I wouldn't be fooling anyone if I said that I've gotten
truly old now, but I am old enough now to understand at least a little of what it means to have wasted your time. Time is
insane. It's the only thing in life with no chance of a return policy, and the only thing that ever gives me
buyer's remorse. Caveat emptor, indeed. My time needs to come with a warranty. I don't make very thoughtful purchases, as a rule.
Seriously though, you spend
the first quarter of your life unconcerned with time-- I did, anyways. Every opportunity that passes is something that you can always do later.

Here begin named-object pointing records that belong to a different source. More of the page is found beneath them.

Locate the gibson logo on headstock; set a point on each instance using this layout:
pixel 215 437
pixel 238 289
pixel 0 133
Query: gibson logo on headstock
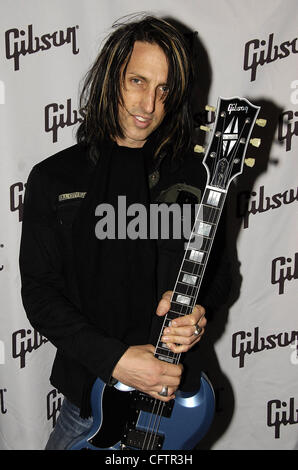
pixel 234 108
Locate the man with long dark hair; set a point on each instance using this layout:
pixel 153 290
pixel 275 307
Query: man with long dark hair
pixel 95 300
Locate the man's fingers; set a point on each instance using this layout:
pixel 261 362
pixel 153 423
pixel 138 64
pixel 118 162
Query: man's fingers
pixel 164 304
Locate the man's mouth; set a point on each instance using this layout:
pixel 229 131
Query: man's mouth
pixel 142 121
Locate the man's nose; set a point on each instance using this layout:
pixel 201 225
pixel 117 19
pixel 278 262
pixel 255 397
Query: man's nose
pixel 148 101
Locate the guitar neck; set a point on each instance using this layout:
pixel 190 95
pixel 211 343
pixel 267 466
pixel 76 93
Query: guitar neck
pixel 193 265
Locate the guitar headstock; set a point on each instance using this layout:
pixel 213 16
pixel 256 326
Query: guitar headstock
pixel 225 155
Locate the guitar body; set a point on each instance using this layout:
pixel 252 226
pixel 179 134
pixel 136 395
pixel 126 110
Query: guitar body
pixel 118 422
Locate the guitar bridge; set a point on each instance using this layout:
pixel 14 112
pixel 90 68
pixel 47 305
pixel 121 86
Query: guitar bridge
pixel 143 402
pixel 139 440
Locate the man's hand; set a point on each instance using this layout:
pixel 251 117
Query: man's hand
pixel 138 368
pixel 180 336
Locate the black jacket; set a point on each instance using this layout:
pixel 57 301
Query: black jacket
pixel 55 190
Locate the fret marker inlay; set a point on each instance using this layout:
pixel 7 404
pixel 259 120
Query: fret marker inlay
pixel 213 198
pixel 196 256
pixel 189 279
pixel 183 299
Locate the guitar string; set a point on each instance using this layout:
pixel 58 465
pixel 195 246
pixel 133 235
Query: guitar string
pixel 158 414
pixel 215 213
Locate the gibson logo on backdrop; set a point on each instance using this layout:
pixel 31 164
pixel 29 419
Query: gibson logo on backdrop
pixel 3 408
pixel 60 115
pixel 20 42
pixel 246 343
pixel 281 413
pixel 282 270
pixel 287 127
pixel 17 198
pixel 260 52
pixel 251 203
pixel 54 401
pixel 24 342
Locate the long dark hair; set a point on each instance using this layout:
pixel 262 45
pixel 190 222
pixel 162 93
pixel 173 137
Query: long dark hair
pixel 101 93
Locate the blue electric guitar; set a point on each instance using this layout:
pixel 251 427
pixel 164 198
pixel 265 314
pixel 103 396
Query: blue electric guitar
pixel 125 418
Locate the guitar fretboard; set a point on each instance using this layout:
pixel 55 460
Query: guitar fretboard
pixel 193 265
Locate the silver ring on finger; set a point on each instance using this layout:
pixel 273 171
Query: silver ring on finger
pixel 198 330
pixel 163 392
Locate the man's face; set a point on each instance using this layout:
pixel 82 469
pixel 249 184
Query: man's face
pixel 144 89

Anything you miss out on the age-bracket for in the early days probably
isn't really all that exciting anyways. Then you leave high school and move on to college, or work or
whatever, and it all starts piling on. The options come pouring in, the opportunities fly into your face-- and you don't generally realize until a few years later that they were
one-time offers. That option paralysis seems so self-sustaining.
I'm being
morbid. I know it, but it seems worth reflecting on for a moment. There's a reason this is one of the world's
tritest sentiments-- mostly among the over-forty sets, granted, but I like to get a head-start-- there's a lot of truth to it.
It is a tacitly understood and mutually ignored fact that all of the emotions and ideas that
we over-intellectual types dismiss as trite are only so tired because they are wholly universal.
Love is cruel, life is hard, and
death comes quickly. They are ugly, brutish, blunt truths with very little art or cleverness to them, but they are true. True and lamentable.
Perhaps the reason that talking about these things is so
socially indiscreet is precisely because they are so universal. Why bother saying anything--you're only preaching to the choir, and the choir doesn't want to hear anymore of your
spurned love poetry (it is the lowest form of art, after all). But that doesn't really explain the animosity, the moral superiority, we feel when we read or hear or see these things. Maybe it's just that whole
"through a glass darkly" thing. Or maybe I should just speak for myself.
I digress.
Time. I want mine back-- I've done very little with it lately. I'm not unhappy, but I'm not satisfied either. I love
Austin. I love my friends. But I need something more. Something I should have bought with this wasted year. Trouble is, even if I had it to do over again, even if they gave me that refund-- I'm still not sure how I'd spend it.